In the benchmark study detailed in the New England Journal of Medicine, the Deciphering Developmental Disorders (DDD) project in the United Kingdom and Ireland utilized genomic sequencing to identify the molecular causes of rare pediatric diseases. Here’s a summarized overview, which underscores the potential benefits a precision medicine unit can bring to patient care and cost management in a hospital setting:

**Study Overview:** - The DDD study involved over 13,500 families with children suffering from severe, often monogenic, developmental disorders that were difficult to diagnose. - This large-scale study integrated genomic data analysis (exome sequencing and microarray analyses) with extensive clinical phenotyping.

**Key Findings:** - Approximately 41% of the probands received a genetic diagnosis through the study, demonstrating the effectiveness of genomic sequencing in identifying rare genetic disorders. - The study highlighted the importance of family trio recruitment (parent-offspring), which significantly increased diagnostic yields.

**Impact on Patient Care:** - Early and accurate genetic diagnosis can lead to targeted treatments, potentially improving long-term health outcomes and quality of life for pediatric patients. - Identifying genetic causes helps in understanding disease mechanisms, which is crucial for developing effective therapeutic strategies.

**Cost Implications:** - While the initial costs of genomic sequencing are high, the long-term savings from precise diagnosis and targeted therapy can be substantial. Accurate diagnostics prevent the need for multiple, often inconclusive, tests and reduce the trial-and-error approach in treatment strategies. - Early intervention based on precise diagnoses can decrease hospital stays, reduce complications from inappropriate treatments, and lower the overall healthcare costs.

**Ethical and Operational Considerations:** - The study also navigated complex ethical considerations, emphasizing the need for careful management of genomic data and maintaining patient confidentiality. - It highlighted the necessity of integrating clinical and genetic data securely, ensuring that sensitive information is protected while enabling important research.

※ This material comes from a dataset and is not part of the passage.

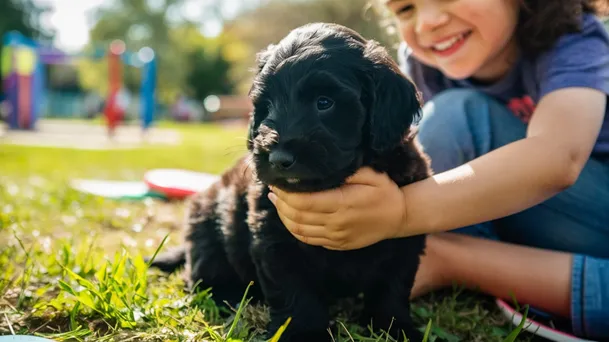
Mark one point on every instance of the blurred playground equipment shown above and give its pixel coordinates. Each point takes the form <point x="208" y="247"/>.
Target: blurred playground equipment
<point x="23" y="63"/>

**Conclusion and Recommendation:** Implementing a precision medicine unit within a hospital could replicate the success of the DDD study by providing similar diagnostic and treatment advantages. This could lead to improved patient outcomes and more efficient use of healthcare resources. The ability to conduct high-throughput genomic analyses in-house would facilitate quicker diagnostics, tailored treatments, and overall better management of rare pediatric disorders. The initial investment in genomic technology and expertise could be offset by the longer-term savings and enhanced patient care effectiveness.